We can deduct that items from the blue area are very different than the items in brown area and green-blue and brown-yellow areas are somewhat similar. Also, we can observe one SOM limitation, namely that categorical answers are not handled well, because the algorithm assumes that the variables are continuous. In the same time, inconsistent solutions were identified while running the analysis multiple times, because initial positions of neurons differ. The cluster number can only be determined after the algorithm consistency was established.
Another limitation is that the number of iterations is difficult to be determined, but according to [
28] the map will converge, after an adequate number of iterations.
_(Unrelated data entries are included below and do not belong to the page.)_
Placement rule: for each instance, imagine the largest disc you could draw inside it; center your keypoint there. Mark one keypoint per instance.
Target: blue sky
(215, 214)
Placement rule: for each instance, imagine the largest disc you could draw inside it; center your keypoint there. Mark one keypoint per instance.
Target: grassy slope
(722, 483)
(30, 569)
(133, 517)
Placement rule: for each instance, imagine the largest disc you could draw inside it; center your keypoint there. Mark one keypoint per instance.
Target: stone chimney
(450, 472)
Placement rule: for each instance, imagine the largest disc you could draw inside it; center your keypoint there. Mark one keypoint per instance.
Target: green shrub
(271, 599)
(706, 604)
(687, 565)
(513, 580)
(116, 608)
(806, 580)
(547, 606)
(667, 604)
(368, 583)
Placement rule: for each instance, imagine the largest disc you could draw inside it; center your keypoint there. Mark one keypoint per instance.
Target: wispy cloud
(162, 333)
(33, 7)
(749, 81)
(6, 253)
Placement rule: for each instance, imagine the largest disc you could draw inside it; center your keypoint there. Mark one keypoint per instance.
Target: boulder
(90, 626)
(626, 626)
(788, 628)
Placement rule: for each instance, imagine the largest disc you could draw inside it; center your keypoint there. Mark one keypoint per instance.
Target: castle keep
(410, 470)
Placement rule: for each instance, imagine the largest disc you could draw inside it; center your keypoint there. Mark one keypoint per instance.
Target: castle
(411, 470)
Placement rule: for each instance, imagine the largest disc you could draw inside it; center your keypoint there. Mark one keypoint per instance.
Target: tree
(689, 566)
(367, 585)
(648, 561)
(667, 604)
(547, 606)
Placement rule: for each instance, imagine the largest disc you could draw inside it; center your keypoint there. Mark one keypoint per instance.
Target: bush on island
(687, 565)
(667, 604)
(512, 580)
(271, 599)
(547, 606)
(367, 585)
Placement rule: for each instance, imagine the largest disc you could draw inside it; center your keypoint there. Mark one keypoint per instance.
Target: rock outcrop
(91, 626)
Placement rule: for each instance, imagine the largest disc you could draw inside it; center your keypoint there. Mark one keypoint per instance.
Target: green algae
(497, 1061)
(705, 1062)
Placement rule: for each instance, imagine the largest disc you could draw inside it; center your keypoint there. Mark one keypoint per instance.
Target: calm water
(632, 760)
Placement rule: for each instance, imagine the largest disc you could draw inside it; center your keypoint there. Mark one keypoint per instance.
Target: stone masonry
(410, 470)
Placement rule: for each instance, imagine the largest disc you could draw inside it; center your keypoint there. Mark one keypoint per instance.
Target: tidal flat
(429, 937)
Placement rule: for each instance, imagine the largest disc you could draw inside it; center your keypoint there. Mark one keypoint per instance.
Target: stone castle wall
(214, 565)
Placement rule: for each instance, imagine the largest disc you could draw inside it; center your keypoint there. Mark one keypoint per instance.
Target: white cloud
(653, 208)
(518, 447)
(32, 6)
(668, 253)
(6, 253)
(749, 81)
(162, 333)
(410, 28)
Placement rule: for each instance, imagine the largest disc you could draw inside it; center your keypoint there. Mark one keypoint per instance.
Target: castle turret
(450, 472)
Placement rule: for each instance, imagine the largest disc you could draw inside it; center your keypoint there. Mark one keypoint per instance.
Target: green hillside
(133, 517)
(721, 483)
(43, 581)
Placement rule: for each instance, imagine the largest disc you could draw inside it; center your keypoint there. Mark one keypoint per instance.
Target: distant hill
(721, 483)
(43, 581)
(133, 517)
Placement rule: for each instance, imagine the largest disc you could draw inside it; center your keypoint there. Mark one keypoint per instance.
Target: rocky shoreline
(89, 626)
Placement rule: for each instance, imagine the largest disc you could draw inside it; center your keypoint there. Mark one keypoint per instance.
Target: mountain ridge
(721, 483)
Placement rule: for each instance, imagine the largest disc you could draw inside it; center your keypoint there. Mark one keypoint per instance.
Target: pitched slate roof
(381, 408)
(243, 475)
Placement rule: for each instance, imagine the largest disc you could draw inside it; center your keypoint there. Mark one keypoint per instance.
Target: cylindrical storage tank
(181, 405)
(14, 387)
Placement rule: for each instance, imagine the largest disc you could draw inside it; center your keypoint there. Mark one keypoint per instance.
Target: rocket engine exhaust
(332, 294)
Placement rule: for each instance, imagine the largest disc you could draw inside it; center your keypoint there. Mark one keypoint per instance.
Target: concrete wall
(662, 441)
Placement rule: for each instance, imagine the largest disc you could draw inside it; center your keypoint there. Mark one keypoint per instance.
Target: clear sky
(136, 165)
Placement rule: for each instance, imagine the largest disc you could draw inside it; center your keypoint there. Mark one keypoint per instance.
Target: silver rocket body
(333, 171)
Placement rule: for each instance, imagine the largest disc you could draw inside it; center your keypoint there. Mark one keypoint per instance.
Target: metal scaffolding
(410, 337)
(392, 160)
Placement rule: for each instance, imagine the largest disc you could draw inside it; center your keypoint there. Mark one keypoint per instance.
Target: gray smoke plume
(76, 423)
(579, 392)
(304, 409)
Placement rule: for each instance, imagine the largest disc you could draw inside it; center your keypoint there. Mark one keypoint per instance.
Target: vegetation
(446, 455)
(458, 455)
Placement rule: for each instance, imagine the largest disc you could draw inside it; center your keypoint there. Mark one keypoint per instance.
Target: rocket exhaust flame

We also set up a group of questions, named set of questions 1, related to the same topic: “
perception of the usefulness of the instruments received at the beginning of the trial (monitors, stickers, magnets, etc.)”.
For all these questions the answers are on a scale from 1 to 6, where, to questions such as: “how useful were the stickers or magnets”, 1 as answer means totally useless, and 6 means very useful. The missing answers were filled with 0, and also scaling was applied to improve accuracy, because some questions only had the scale of the answers from 1 to 5.
This set of questions also contains questions linked to the electricity monitor, from the evaluation of the time of understanding of the device’s operating mode (1:very easy, and 6:very difficult) to the bill evaluation in terms of electricity consumption. It can easily be observed that questions with a similar response (black squares as in
Figure 41) have been arranged by the neural network very close to each other. Black squares represent the answer to the question codified by 5—which means strongly agreed or very satisfied with the outcomes. The default color for missing values (zeros) was red colored, but it was removed for a better and more understandable representation. Incidentally, other answers are represented close to each other (1-green, 2-cyan, 4-white,3-blue, 6-yellow). The white ones are in immediate closure to the black squares, which means the network identified correctly groups of respondents that agree or are satisfied with the electricity monitor and may consider that over the trial the amount of electricity was reduced. Other markers—blue, green and cyan are also close to each other, but more scattered over the map, which means that some of the respondents have strong beliefs in report to some situations or questions, but they disagree on other statements.
For another set of questions with a topic related to the person’s own measures taken to reduce consumption, the magnitude of these measures, the degree of modification of the consumption mode (day/night or hourly intervals), the grouping of answers is represented in
Figure 42.
We can see that the respondents who are represented by the yellow marker (6: strongly agree) are very well delimited by those who gave answers from 1 to 4. It can be deduced that those who have adopted their own measures (minor or major measures) have also observed a decrease in energy consumption and reported a general change in consumption mode.